I loved helping people do real projects in the PNI Practicum courses I ran, just as I loved coaching people through their first real projects before that. It was so exciting and motivating to hear people tell me that they went out into their communities and organizations and gathered real stories and ran real sensemaking workshops. I cherished the chance to help people learn from their mistakes and epiphanies. I loved seeing them get excited about what they could do next with PNI, now that they knew how to use it. I don't think I could stand to run a course where that didn't happen.

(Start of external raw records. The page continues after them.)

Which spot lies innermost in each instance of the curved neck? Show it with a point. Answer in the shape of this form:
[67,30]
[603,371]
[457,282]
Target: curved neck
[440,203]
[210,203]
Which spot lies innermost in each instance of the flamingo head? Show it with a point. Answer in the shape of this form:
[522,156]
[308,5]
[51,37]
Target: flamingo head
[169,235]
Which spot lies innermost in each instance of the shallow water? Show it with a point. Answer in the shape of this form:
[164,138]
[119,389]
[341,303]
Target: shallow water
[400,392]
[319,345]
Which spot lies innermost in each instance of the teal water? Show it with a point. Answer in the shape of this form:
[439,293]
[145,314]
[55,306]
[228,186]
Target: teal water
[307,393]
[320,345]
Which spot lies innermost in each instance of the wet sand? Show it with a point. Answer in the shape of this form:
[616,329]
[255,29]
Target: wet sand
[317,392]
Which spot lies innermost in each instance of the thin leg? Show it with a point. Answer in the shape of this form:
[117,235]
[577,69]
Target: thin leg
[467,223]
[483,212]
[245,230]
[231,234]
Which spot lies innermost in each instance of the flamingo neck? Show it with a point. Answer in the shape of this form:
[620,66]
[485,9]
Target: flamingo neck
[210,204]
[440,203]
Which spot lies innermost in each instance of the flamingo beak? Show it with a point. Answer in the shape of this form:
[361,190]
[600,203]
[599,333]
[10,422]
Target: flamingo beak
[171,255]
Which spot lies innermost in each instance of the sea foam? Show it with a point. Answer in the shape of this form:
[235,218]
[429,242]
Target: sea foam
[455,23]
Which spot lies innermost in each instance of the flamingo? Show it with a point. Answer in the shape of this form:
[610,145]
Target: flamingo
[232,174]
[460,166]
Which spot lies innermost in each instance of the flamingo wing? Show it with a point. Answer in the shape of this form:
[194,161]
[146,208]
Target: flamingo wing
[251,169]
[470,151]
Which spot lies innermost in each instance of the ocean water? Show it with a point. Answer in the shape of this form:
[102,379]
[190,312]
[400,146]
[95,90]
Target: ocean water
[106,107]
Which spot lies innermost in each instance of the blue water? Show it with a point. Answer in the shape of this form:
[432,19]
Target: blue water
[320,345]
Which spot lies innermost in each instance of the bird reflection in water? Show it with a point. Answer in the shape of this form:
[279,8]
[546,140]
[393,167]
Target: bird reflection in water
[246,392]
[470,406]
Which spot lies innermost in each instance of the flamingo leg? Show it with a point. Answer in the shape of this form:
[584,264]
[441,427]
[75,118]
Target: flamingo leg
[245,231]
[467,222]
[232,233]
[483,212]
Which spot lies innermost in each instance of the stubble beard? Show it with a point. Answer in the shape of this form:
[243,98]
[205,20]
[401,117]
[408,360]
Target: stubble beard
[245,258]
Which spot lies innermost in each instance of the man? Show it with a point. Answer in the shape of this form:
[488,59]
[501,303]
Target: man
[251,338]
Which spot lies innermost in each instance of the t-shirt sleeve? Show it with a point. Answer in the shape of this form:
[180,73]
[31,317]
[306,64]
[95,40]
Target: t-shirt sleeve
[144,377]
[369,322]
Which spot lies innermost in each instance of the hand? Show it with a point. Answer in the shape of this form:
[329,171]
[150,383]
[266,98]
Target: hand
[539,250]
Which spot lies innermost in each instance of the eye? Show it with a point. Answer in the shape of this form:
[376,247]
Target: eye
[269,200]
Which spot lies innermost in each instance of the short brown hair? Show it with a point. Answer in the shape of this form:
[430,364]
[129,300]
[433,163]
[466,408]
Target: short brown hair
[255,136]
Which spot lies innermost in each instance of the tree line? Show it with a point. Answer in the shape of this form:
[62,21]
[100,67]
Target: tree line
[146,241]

My second option is to help the people who have the time but not the money to take the course. This is the option I have chosen. I will no longer be offering the PNI Practicum as a paid service.

A silver lining

Even though this business venture didn't work out, I'm still glad I did it, because it produced two useful outcomes for the world.

First, the PNI Practicum can still be useful to people even if I'm not running it. Over the next few to several weeks, I plan to convert the course materials and instructions into self-running versions of the two courses. Groups of people will be able to take each course together. They will follow the course schedule, read and discuss the readings, carry out the project activities, report in on their projects, get feedback on their ideas, and work their way through the interactive sessions using the instructions I originally wrote for myself (which I will rewrite; that's why it is going to take a little while).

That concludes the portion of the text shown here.